Au ministère de la justice, Simone Veil, une petite magistrate déléguée à l’époque, nous a aidés à la faire transférer car on voulait l’abattre, là-bas dans sa cellule, pour qu’elle ne parle pas. On l’a arrachée aux griffes de ses assassins probables, on a fait un grand procès contre les tortures et nous en sommes arrivés aussi loin qu’on pouvait arriver dans une affaire comme celle-ci pendant la guerre, car c’était encore la guerre. Elle a identifié ses bourreaux en les reconnaissant parmi d’autres militaires sur des photos.

Quand on a demandé leur nom, le ministre de la Défense, à l’époque M. Messmer a refusé de les donner en disant que ce serait mauvais pour le moral de l’Armée !
Par ailleurs, un mouvement international est né, avec des manifestations devant les ambassades de France à Washington, à Tokyo, partout, pour elle. Là-dessus, les accords d’Evian ont été signés, c’est-à-dire la fin de la guerre, avec une amnistie pour tous ceux qui, de près ou de loin, étaient poursuivis pour des événements en relation avec la guerre d’Algérie. Alors, la chose amusante, c’est que, bien entendu, Djamila a été amnistiée pour ce pourquoi on la poursuivait mais en même temps, moi, j’avais fait inculper le général Ailleret pour forfaiture et pour recel de malfaiteurs, et le ministre de la Défense, Messmer, puisqu’il refusait de nous donner les noms de ces soldats. Ils ont « bénéficié », si je puis dire, de la loi d’amnistie. L’instruction pénale a été close.

J’ai aussi écrit un livre. J’ai rendu public tout le dossier d’instruction, ce que je n’avais pas le droit de faire. Il y avait des lettres d’elle et de son père de soixante-dix ans, qu’on avait torturé et qui criait : « Vive la France ! Pourquoi vous me faites ça ? » Sa sœur, qui était enceinte, torturée, qui a fait une fausse couche ! Djamila Boupacha représente un peu symboliquement ce qui est important pour moi : la défense de l’intégrité physique et morale des individus, les droits de la personne humaine, la lutte contre la torture, la lutte contre la colonisation. Mais en plus, c’était une jeune fille vierge de vingt ans qui avait été violée abominablement. Elle était un peu devenue le symbole de la lutte contre la torture et de la lutte du peuple algérien. Mais pour moi, si vous voulez, d’avantage, elle était devenue ce pour quoi je m’étais engagée comme avocate depuis toujours.
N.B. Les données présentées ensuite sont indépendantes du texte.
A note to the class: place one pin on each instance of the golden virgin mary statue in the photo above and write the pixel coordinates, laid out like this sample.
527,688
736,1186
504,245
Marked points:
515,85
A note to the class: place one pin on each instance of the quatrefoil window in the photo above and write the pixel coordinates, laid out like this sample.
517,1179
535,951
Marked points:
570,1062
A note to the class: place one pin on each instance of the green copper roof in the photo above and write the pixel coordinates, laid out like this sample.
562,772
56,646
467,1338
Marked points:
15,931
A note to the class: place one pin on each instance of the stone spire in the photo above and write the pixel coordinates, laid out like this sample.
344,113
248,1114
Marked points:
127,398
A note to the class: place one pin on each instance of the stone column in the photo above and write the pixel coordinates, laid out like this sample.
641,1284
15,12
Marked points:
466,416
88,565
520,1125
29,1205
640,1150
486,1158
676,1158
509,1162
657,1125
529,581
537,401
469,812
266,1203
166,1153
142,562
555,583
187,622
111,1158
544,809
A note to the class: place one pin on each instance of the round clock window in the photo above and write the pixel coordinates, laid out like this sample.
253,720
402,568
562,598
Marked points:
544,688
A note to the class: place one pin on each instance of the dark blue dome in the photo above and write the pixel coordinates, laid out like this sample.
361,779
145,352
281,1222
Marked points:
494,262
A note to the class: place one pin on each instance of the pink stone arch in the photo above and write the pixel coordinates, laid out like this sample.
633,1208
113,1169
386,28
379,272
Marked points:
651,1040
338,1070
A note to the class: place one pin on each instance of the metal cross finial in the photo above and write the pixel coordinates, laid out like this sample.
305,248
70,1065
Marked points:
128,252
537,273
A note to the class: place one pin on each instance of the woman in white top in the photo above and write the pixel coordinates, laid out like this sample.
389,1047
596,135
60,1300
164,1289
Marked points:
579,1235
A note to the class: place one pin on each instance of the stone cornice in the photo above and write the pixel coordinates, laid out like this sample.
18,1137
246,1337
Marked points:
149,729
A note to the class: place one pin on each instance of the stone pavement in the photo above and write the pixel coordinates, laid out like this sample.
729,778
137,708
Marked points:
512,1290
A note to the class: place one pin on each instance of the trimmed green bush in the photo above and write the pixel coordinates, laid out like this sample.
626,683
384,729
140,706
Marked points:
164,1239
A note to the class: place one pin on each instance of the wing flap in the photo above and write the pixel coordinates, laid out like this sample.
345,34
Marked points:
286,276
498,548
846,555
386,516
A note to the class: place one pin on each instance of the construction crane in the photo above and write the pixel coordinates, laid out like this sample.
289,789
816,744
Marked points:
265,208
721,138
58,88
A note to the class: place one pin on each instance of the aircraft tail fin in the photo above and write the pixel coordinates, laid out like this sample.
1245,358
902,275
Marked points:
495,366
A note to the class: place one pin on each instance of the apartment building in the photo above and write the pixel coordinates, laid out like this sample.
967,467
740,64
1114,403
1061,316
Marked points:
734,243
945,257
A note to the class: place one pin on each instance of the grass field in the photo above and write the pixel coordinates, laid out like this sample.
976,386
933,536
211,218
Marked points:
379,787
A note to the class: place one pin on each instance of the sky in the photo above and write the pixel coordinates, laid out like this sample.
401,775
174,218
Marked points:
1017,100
Depuis, entre autres appels, j’en ai signé un qui s’appelle l’Appel des douze pour la reconnaissance de la torture en Algérie. Nous sommes donc douze avec notamment Germaine Tillion, Pierre Vidal-Naquet (historien). En Algérie, la torture était érigée, soutenue, motivée je dirais, par la raison d’Etat, car le personnel politique était plus que complice : c’était le donneur d’ordre. Le Parlement tout entier, à l’exception de quelques voix, avait voté les pouvoirs spéciaux en Algérie. Il n’y avait plus de règles : on arrêtait, on mettait en garde à vue, les gens disparaissaient avec l’approbation du pouvoir politique. Pour notre appel à la reconnaissance de ce crime d’Etat, le Premier ministre nous a déjà suivis puisqu’il l’a reconnu. Reste le président de la République auprès duquel nous allons incessamment d’ailleurs tenter une démarche.

Cette reconnaissance n’est pas du tout une vindicte, ni un désir de vengeance. Nous voulons la reconnaissance de ce qui s’est passé, ne serait-ce qu’au point de vue pédagogique pour les générations qui viennent, que l’on ne truque pas l’Histoire de France.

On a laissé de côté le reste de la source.